La funzione religiosa ha, anche in sé e per sé, del drammatico; comunque, la liturgia romana (imposta da Carlo Magno) contiene già piccole scene tra coro e chierico isolato o di parti del coro tra loro. Da qui trae probabilmente la sua prima origine il d. liturgico, che preesiste dunque all’invenzione del tropo (parole nuove, con relativa nuova musica, aggiunte al testo canonico), avvenuta nel 9° sec. nell’abbazia svizzera di San Gallo: ciò non toglie che il tropo ne costituisca il nucleo genetico prossimo e storicamente sicuro. I tropi vennero sempre più diffondendosi e staccandosi dal vero e proprio culto. Da testi latini (o greci, nel mondo bizantino) si passa a testi sempre più misti di volgare e quindi a testi volgari; dalla prosa si passa ai versi (per lo più trocaici); dalla chiesa, anzi, dall’altare il d. liturgico esce sul sagrato, quindi sulla piazza; da semplice frase, il tropo si evolve verso il dialogo, la scena, l’episodio e si articola in successione di scene; oltre la Natività e la Resurrezione, che furono i primi soggetti, l’attenzione si volge ad avvenimenti evangelici, a episodi dell’Antico Testamento e infine delle vite dei santi. A questo punto il d. cessa di essere strettamente liturgico, ammette in sé anche il comico, confluendo nella sacra rappresentazione.
Il d. liturgico ebbe anche in Italia cospicua fioritura, sino al pieno Trecento, ma raggiunse le sue forme più complesse fuori d’Italia, specie in Francia, nel 12°-14° secolo.
Forma musicale religiosa in stile rappresentativo, cantata o declamata su testo latino (talvolta misto al volgare), nata intorno al 10° sec. dalla consuetudine di drammatizzare gli episodi salienti del Vecchio e Nuovo Testamento. Si ritiene che un primo breve ed embrionale esempio di d. sacro possa essere stato il dialogo, interpolato nella messa di Pasqua, tra l’angelo e le pie donne che trovano vuoto il sepolcro di Cristo.
Per il d. musicale (o in musica) ➔ opera.

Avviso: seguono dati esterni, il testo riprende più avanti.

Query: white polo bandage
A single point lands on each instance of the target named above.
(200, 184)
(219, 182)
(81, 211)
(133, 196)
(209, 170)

Istituto nazionale del d. antico Ha il fine di rievocare nel teatro greco di Siracusa, o in altri luoghi di particolare interesse classico, le opere teatrali della classicità greca e latina. Creato nel 1924, ebbe nuovo ordinamento con statuto del 1929, modificato nel 1939; dopo l’interruzione dovuta alla guerra riprese nel 1946 la sua attività. Ha sede a Roma e a Siracusa, possiede una biblioteca specializzata e pubblica dal 1929 la rivista Dioniso.